Leseprobe:
Der Sonnenbaum (Frank Koglin)

Kapitel Eins

Auf den ersten Blick schienen sich hinter der Fassade des unauffälligen Backsteingebäudes in der Burlington Street im Londoner Norden keine bemerkenswerten Reichtümer zu verbergen. Doch die regelmäßigen Besucher der Gaspary-Bibliothek wussten um die literarischen Schätze, die es dort zu entdecken gab. ‘Follow the wisdom of the written word’ - diese Worte luden zum Betreten der kleinen Bücherei ein. Peter Grey folgte der freundlichen Aufforderung beinahe jeden Tag. Er war einer der sechs Angestellten, die ihr Geld mit literarischem Wissen verdienten. Für ihn stellte diese Beschäftigung einen Traumjob dar - er liebte Bücher über alles. Eigentlich hatte der inzwischen Dreißigjährige Literatur studieren wollen. Doch nachdem er ein paar Wochen als Aushilfe in der Gaspary-Bibliothek verbracht hatte, war ihm, da er sich als zuverlässige Kraft erwiesen hatte, von Charles Nought, dem Leiter der Bücherei, eine feste Anstellung angeboten worden. Für Grey, der aus einfachen Verhältnissen stammte, bedeutete dies eine gewisse finanzielle Sicherheit. Neben seinem nicht sehr stark ausgeprägten Ehrgeiz war dies letztendlich der Hauptgrund, warum er der Bibliothek den Vorzug vor der Universität gegeben hatte. Hinzugekommen war, dass er sich bei Charles Nought und seinen Kollegen von Anfang an ausgesprochen wohl gefühlt hatte.
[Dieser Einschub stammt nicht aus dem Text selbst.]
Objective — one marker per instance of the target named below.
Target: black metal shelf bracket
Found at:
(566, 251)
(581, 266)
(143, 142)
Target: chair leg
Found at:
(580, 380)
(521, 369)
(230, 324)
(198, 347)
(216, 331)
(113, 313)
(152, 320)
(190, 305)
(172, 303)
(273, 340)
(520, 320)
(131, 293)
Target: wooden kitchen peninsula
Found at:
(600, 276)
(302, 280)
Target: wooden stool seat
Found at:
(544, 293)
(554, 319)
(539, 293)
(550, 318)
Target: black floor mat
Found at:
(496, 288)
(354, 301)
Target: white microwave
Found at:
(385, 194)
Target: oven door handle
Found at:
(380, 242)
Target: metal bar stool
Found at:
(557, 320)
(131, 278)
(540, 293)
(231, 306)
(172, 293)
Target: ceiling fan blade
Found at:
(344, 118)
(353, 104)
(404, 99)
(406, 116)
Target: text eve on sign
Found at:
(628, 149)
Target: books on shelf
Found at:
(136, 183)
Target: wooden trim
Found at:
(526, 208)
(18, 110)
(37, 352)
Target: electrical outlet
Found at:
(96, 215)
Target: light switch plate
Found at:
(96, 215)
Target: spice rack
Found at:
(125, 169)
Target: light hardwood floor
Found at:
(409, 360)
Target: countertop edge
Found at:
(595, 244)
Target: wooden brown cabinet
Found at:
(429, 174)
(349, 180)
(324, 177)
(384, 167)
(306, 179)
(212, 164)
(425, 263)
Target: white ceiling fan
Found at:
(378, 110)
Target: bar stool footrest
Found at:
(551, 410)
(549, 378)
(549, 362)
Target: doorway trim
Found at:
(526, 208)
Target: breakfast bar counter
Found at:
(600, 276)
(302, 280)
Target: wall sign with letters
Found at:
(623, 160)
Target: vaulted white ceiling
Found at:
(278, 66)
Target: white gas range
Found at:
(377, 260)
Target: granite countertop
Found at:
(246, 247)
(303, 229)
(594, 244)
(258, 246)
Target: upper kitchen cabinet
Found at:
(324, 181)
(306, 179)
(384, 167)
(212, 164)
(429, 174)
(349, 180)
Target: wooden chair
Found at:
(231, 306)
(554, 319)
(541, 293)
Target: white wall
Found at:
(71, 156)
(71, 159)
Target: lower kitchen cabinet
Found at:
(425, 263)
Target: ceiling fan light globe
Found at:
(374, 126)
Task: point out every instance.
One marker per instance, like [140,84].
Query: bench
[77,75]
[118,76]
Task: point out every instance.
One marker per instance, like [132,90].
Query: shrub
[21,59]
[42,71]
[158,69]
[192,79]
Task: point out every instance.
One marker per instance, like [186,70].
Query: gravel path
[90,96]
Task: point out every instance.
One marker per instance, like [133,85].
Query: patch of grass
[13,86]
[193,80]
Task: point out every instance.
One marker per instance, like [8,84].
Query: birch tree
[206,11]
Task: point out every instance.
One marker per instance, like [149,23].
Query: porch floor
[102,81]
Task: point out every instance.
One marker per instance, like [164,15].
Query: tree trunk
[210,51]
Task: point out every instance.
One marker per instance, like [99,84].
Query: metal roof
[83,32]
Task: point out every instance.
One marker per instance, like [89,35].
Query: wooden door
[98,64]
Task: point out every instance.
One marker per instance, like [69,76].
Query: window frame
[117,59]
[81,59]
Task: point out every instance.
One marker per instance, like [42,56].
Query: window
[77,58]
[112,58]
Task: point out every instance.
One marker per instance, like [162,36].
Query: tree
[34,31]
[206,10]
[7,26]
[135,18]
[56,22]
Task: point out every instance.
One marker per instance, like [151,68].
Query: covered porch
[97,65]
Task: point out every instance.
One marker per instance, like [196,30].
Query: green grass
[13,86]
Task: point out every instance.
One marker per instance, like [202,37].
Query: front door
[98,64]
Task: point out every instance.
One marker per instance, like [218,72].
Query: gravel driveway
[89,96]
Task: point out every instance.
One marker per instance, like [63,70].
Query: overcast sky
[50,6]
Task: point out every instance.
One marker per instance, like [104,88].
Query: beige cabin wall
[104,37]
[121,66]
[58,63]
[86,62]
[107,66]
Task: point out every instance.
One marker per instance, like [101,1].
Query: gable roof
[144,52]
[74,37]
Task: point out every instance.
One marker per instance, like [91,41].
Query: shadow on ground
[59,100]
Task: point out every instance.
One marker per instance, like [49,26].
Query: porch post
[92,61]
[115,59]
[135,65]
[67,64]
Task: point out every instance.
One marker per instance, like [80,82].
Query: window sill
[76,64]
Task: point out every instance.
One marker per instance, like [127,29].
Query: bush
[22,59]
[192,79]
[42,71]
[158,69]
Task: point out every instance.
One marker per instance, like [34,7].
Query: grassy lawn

Genauso war es auch John Reeve ergangen, der zwei Jahre nach Grey in der Bücherei zu arbeiten begonnen hatte. Im Laufe der Zeit waren aus den beiden Angestellten Freunde geworden, die stundenlange Diskussionen über ein einziges literarisches Werk führen konnten - ohne einen Konsens zu finden, aber auch ohne im Streit auseinander zugehen.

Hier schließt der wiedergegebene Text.